Ainsi, Bouygues Telecom soutient que l'asymétrie tarifaire doit être fixée de façon à ce que les soldes financiers d'interconnexion entre opérateurs mobiles soient exactement au même niveau que si les tarifs de terminaison d'appel mobile se situaient au niveau des coûts incrémentaux de long terme. Bouygues Telecom met en avant le fait qu'une sous-compensation des déséquilibres entre opérateurs mobiles entraîne de facto des transferts financiers injustifiés entre des opérateurs directement concurrents sur le marché de détail.
A l'opposé, Orange France et SFR estiment que le niveau maximal d'asymétrie envisageable doit être calculé de manière à ce que les sommes supplémentaires (26) payées en raison de l'asymétrie par l'ensemble des acheteurs de terminaison d'appel mobile vers le réseau de Bouygues Telecom ― i.e. Orange France, SFR et l'ensemble des opérateurs fixes et internationaux ― compensent au plus l'accroissement de la contrevaleur monétaire du déséquilibre en volume entre Bouygues Telecom et ses concurrents mobiles, en raison de l'écart entre les tarifs et les coûts sous-jacents. Orange France et SFR considèrent en outre qu'il faut alors appliquer un taux (27) de compensation partielle à ce niveau maximal, étant donné que le déséquilibre en question ne serait que partiellement hors du contrôle de Bouygues Telecom.
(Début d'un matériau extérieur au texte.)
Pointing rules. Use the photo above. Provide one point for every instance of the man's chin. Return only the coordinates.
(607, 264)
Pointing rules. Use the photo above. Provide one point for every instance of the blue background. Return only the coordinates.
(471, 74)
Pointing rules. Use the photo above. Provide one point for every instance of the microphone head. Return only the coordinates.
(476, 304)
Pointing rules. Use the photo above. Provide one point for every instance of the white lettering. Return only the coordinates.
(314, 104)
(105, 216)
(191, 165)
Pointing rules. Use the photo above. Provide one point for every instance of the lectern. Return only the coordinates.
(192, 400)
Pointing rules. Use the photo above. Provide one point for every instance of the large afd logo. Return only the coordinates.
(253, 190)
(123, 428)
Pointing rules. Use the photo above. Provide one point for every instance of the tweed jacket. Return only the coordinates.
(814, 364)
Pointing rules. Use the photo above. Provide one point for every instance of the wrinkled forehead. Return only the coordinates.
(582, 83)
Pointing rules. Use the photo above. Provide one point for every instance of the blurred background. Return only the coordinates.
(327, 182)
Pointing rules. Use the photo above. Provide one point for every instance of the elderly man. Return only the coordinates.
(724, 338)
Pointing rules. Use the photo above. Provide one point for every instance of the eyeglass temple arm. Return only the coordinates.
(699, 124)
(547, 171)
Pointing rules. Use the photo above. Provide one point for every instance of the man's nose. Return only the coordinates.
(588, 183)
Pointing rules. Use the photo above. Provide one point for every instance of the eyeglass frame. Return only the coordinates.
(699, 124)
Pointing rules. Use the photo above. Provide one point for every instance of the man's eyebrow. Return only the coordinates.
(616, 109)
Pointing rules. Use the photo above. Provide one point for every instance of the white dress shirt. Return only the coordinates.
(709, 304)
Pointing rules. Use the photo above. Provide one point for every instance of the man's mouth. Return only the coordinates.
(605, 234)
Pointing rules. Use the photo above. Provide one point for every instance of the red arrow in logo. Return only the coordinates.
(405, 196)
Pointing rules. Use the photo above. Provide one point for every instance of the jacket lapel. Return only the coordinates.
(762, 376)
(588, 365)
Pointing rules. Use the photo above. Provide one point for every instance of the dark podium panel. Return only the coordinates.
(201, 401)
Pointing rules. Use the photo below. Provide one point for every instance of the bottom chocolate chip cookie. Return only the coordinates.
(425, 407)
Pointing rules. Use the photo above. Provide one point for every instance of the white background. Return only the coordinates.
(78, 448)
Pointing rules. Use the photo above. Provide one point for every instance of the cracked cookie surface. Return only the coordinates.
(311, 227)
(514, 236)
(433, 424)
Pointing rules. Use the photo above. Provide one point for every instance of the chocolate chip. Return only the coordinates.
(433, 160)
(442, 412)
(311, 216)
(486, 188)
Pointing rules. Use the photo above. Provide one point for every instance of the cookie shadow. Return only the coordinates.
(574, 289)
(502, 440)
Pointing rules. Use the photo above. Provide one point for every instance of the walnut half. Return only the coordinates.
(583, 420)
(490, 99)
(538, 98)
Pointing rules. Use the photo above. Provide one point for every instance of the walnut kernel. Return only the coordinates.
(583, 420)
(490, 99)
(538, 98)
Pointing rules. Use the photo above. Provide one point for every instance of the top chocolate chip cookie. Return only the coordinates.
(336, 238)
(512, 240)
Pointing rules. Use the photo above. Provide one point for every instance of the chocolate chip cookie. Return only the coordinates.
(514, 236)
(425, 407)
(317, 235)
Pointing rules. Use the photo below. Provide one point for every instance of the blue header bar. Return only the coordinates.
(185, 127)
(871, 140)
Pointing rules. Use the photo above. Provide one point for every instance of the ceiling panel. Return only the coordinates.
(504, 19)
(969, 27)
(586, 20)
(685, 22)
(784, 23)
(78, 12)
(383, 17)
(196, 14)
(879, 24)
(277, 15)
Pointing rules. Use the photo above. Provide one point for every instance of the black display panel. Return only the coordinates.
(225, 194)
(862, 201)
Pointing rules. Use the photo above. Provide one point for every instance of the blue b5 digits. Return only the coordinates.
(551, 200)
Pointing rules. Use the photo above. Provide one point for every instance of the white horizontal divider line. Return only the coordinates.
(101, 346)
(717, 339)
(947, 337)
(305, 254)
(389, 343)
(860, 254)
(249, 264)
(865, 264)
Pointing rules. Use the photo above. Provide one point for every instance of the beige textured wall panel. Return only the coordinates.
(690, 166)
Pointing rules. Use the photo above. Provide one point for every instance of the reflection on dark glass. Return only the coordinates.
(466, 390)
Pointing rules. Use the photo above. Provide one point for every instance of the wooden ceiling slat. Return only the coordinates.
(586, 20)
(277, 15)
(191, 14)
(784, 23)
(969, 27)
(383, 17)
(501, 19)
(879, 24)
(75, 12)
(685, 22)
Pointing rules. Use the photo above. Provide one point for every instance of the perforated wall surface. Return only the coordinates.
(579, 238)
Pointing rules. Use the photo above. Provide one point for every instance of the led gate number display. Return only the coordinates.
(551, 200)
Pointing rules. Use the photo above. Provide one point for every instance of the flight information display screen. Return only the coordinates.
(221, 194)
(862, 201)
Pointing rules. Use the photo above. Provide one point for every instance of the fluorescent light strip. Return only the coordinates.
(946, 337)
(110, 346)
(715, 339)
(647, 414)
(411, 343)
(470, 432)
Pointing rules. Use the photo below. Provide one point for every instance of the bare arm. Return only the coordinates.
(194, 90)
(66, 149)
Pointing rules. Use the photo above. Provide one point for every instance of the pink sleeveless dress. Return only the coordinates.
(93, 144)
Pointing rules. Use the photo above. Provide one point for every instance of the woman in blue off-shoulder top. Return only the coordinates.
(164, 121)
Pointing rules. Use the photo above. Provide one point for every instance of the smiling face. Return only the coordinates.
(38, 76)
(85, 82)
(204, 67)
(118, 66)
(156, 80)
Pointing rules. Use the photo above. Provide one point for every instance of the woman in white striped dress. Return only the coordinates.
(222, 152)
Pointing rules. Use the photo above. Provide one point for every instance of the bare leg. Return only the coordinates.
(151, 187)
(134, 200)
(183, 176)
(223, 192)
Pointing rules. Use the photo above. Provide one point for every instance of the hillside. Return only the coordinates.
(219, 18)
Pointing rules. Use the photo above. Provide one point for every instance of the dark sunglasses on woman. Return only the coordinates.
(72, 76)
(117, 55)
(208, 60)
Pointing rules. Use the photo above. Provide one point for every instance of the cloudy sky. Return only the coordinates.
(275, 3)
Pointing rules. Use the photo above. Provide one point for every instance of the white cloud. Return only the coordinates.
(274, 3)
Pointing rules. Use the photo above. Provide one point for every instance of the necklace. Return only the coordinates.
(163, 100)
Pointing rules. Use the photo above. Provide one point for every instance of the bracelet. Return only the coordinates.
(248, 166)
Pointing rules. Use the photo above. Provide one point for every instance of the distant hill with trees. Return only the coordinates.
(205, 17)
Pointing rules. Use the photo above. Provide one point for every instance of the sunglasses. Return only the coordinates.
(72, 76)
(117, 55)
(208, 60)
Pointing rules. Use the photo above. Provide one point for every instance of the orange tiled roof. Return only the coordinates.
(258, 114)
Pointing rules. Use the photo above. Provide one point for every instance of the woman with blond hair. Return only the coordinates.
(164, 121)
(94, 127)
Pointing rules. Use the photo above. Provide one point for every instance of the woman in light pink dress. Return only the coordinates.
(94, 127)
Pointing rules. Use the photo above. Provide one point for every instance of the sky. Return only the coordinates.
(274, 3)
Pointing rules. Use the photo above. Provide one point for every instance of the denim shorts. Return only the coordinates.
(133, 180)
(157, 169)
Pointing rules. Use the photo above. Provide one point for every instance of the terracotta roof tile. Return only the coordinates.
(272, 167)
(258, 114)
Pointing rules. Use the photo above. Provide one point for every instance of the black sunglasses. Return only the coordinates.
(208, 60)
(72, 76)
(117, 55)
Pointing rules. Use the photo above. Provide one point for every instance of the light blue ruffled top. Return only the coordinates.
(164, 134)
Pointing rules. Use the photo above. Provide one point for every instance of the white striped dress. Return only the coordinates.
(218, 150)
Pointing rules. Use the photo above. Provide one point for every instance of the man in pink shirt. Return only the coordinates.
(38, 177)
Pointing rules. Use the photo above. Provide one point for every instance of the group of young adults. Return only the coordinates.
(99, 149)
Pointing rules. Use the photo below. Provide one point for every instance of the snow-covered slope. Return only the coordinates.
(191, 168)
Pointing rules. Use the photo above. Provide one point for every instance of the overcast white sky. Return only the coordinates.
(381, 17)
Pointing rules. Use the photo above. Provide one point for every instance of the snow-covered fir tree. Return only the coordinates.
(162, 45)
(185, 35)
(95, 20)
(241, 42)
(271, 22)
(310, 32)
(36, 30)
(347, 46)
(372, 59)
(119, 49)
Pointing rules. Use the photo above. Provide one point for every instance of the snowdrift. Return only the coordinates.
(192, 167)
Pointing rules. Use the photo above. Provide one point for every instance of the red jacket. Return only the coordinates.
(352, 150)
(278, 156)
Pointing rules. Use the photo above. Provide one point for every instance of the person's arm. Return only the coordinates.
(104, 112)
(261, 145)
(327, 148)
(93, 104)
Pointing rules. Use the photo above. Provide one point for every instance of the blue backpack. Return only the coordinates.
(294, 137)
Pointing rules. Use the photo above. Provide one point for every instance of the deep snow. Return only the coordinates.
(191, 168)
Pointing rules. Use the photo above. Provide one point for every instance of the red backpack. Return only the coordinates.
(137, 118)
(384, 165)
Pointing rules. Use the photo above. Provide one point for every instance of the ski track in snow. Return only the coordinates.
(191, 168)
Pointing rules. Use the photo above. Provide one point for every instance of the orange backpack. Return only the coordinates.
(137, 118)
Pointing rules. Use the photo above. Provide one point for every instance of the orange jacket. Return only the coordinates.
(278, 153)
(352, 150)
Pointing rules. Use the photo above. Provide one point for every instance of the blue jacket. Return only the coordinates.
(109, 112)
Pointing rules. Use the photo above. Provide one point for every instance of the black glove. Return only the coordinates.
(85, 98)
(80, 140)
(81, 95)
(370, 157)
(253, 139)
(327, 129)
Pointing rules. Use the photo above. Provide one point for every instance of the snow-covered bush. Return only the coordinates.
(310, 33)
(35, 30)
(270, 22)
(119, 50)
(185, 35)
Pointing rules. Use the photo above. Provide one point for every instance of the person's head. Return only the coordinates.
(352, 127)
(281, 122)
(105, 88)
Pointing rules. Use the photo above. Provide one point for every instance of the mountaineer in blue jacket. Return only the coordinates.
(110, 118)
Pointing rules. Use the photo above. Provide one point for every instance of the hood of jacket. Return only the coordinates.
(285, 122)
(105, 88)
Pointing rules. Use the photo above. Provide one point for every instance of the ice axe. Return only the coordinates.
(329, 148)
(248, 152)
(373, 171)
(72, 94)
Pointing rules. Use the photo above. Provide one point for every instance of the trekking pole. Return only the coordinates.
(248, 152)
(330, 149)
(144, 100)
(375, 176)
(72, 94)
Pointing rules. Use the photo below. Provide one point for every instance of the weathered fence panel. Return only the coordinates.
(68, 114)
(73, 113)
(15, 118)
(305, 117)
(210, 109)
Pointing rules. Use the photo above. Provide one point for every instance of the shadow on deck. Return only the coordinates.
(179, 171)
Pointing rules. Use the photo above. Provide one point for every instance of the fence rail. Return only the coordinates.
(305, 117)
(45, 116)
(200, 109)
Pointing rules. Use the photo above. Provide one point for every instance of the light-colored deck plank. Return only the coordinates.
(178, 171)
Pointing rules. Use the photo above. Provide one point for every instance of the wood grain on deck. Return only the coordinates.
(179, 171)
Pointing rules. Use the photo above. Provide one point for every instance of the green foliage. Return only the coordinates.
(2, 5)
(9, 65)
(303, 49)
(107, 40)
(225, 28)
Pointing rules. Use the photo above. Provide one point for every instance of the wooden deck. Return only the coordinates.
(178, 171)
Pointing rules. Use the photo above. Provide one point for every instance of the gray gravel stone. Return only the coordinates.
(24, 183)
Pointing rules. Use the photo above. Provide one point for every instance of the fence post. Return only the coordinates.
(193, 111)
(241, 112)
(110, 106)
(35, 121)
L'Autorité considère cependant qu'aucune formule ne permet de prendre en compte en même temps l'intégralité des objectifs explicités ci-dessus, qui sont parfois contradictoires.
En effet, d'un côté, l'objectif de rétablissement d'une concurrence loyale entre opérateurs mobiles, telle qu'elle serait avec des tarifs de TA au niveau des coûts incrémentaux de long terme, ainsi que le respect du principe de proportionnalité des baisses tarifaires, pour éviter de déstabiliser l'équilibre des offres de détail, en particulier pour un acteur de la taille de Bouygues Telecom, tendent à ne pas trop réduire l'asymétrie.
De l'autre côté, le niveau d'asymétrie fixé doit tenir compte du contexte de réduction du solde d'interconnexion en volume de Bouygues Telecom avec ses concurrents mobiles, ainsi que de l'aspect partiel de la compensation des déséquilibres financiers subis par Bouygues Telecom, en raison notamment de l'externalité sur les opérateurs fixes et pour ne pas compenser intégralement un effet que Bouygues Telecom pouvait partiellement anticiper.
Par conséquent, la décision de l'Autorité découle de l'appréciation conjuguée et de la conciliation de l'ensemble des objectifs et du principe de proportionnalité de ces décisions évoqués ci-avant.
(26) Du fait que l'asymétrie correspond à une augmentation du plafond tarifaire de Bouygues Telecom par rapport à une situation hypothétique à 3 c€/min, soit le plafond applicable à Orange et SFR au second semestre 2010. (27) Taux estimé à [SDA] par Orange France et SFR.